Social epidemiologist

Nancy Krieger is an American epidemiologist who is professor of social epidemiology in the Department of Social and Behavioral Sciences at the Harvard T.H. Chan School of Public Health.

==Education and career==
Raised on the Upper East Side of Manhattan, Krieger studied biochemistry as an undergraduate at Harvard University and earned a master's degree at the University of Washington. Krieger received her PhD in epidemiology from University of California, Berkeley in 1989. She joined the faculty of the Harvard T.H. Chan School of Public Health in 1995. In 2004, she became an ISI highly cited researcher.

==Research==
Krieger has conducted research on the relationship between racism, social class, and health in the United States since the 1980s.
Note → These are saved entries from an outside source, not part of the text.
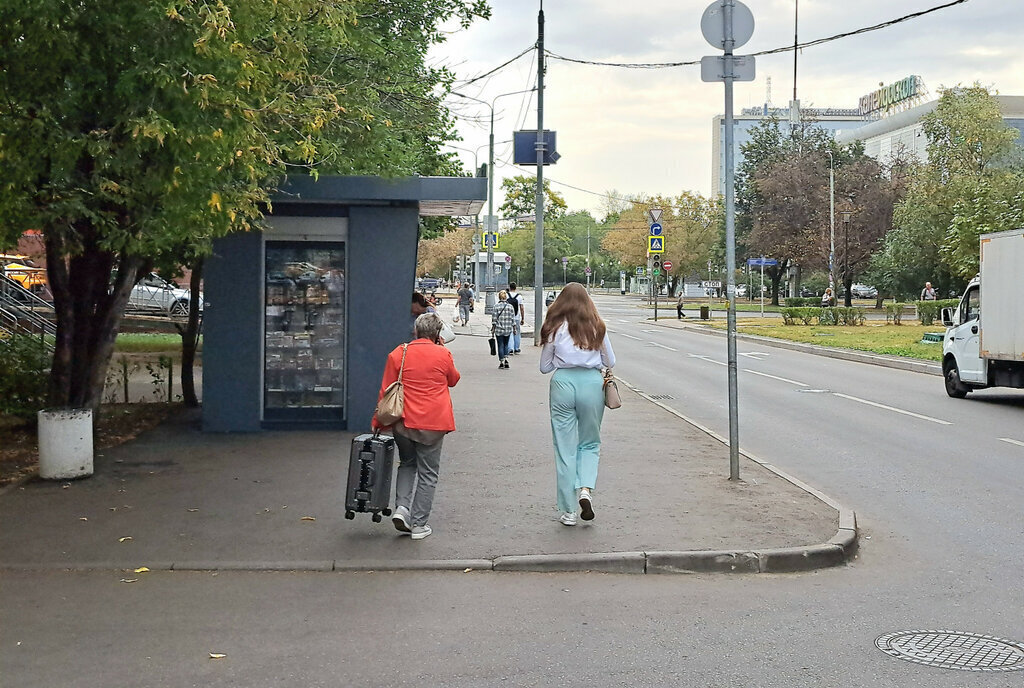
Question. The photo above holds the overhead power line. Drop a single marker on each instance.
(819, 41)
(497, 69)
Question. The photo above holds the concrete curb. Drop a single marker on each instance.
(838, 550)
(927, 367)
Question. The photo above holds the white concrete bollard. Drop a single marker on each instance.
(65, 443)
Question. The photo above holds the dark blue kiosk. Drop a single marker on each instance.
(299, 318)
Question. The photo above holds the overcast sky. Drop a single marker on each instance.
(648, 131)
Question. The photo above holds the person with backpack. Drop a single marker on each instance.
(465, 303)
(520, 319)
(501, 327)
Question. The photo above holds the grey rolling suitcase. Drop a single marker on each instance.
(370, 469)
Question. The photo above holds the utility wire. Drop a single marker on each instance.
(819, 41)
(500, 67)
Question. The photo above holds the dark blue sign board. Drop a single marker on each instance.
(524, 147)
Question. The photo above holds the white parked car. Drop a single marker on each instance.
(155, 295)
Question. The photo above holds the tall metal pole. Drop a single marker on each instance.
(488, 299)
(730, 249)
(832, 223)
(539, 238)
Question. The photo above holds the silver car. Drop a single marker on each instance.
(155, 295)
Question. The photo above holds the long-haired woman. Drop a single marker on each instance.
(576, 347)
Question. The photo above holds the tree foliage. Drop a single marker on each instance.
(971, 184)
(130, 129)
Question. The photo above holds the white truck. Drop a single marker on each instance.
(987, 349)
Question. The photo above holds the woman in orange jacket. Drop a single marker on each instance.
(428, 373)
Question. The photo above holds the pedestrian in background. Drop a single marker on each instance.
(576, 348)
(465, 303)
(503, 319)
(520, 318)
(427, 374)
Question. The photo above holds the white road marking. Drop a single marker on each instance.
(774, 377)
(710, 360)
(893, 409)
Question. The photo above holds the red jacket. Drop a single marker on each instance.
(428, 374)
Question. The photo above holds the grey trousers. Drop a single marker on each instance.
(417, 479)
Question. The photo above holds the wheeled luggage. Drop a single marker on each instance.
(370, 469)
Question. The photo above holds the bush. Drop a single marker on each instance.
(894, 312)
(24, 363)
(929, 310)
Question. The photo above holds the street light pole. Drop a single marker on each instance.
(488, 276)
(832, 222)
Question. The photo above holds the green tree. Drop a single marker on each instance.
(520, 199)
(130, 129)
(970, 184)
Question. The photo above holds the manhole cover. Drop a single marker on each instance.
(952, 649)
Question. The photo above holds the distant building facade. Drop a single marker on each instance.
(829, 119)
(904, 131)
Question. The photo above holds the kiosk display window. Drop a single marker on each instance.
(304, 347)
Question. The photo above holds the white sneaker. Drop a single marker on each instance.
(586, 505)
(400, 519)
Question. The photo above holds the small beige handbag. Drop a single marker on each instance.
(611, 398)
(392, 404)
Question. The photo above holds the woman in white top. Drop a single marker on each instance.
(576, 347)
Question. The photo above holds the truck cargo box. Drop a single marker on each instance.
(1001, 292)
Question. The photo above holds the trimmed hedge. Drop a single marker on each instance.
(894, 312)
(929, 310)
(24, 363)
(835, 315)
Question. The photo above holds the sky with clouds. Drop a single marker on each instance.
(649, 131)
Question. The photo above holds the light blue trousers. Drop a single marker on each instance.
(577, 410)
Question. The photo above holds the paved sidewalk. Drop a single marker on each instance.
(176, 498)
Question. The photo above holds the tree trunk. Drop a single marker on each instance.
(189, 338)
(88, 311)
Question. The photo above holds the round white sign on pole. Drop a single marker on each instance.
(713, 24)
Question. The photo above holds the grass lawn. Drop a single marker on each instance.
(150, 342)
(895, 340)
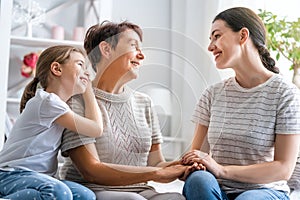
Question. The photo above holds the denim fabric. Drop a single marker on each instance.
(202, 185)
(21, 184)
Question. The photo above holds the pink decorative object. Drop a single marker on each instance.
(29, 64)
(58, 33)
(78, 33)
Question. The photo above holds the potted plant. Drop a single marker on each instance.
(283, 37)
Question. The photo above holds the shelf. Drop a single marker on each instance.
(42, 42)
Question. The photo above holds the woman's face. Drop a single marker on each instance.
(127, 56)
(225, 45)
(75, 76)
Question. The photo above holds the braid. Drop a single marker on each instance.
(267, 60)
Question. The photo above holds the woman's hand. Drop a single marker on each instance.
(204, 160)
(170, 173)
(193, 156)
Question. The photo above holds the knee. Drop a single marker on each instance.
(199, 177)
(198, 181)
(84, 194)
(57, 190)
(176, 196)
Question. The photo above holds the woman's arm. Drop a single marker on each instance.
(285, 157)
(87, 162)
(90, 125)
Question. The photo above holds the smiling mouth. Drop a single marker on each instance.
(135, 63)
(217, 55)
(85, 80)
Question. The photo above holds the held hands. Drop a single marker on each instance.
(204, 161)
(173, 172)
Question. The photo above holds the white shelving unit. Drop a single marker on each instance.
(41, 42)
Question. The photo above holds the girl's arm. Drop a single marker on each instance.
(91, 125)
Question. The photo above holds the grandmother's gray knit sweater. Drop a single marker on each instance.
(130, 128)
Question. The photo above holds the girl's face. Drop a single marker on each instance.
(225, 45)
(75, 76)
(127, 56)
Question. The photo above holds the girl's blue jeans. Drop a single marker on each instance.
(203, 185)
(28, 185)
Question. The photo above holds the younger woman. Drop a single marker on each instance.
(251, 120)
(29, 157)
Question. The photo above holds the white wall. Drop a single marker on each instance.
(5, 10)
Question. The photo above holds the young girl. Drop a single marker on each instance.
(29, 157)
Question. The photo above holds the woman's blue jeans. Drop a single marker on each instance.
(28, 185)
(202, 185)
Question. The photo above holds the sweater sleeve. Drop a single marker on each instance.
(71, 139)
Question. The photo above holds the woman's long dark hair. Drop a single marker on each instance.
(240, 17)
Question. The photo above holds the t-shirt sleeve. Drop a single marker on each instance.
(51, 108)
(201, 113)
(288, 112)
(71, 139)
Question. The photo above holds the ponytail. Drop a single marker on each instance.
(28, 93)
(267, 60)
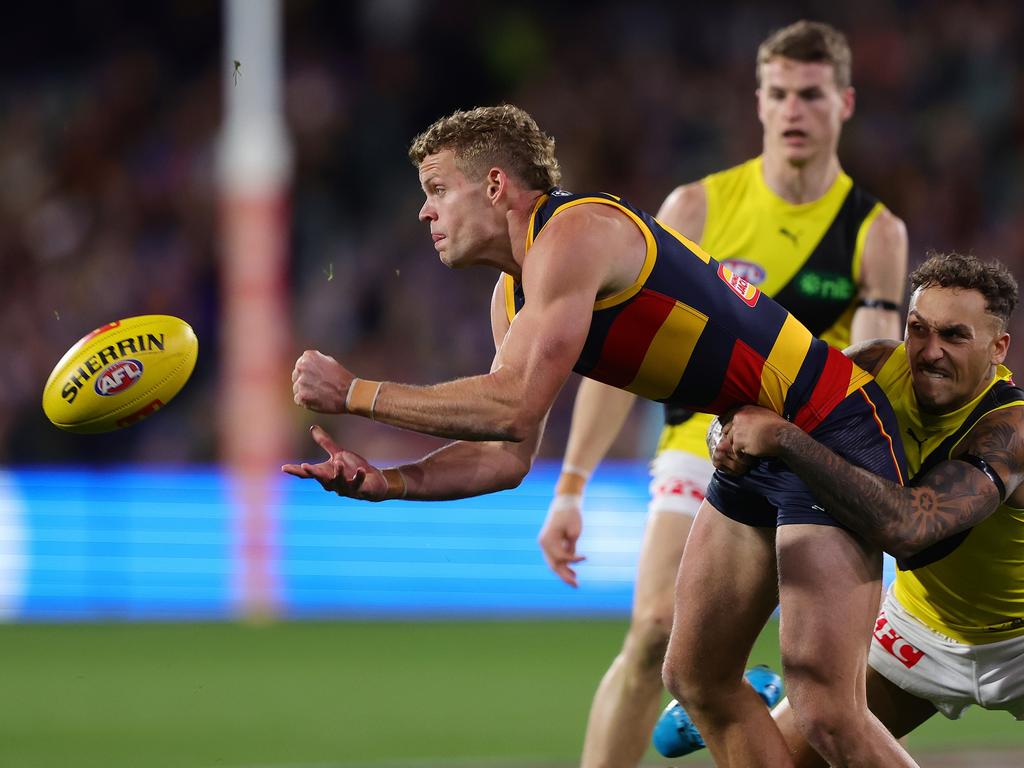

In 2008, she conducted research that found that socioeconomic disparities in mortality rates had narrowed from 1966 to 1980, but had widened since then. In 2015, she and her colleagues published a paper arguing that law enforcement-related deaths in the United States should be a "notifiable condition", meaning that public health workers would have to report such deaths to a state or local agency. Krieger co-founded the American Public Health Association's Spirit of 1848 caucus which centers their attention on ways to limit social inequities in health. In January 2023, the National Institute of Health granted over $3.3 million towards her groups project examining the effects of discrimination on sleep disorders and psychological distress.

==Personal life==
Krieger is one of two children of endocrinologist Dorothy Krieger and neurologist Howard Krieger. Her brother, Jim Krieger, is the director of Healthy Food America.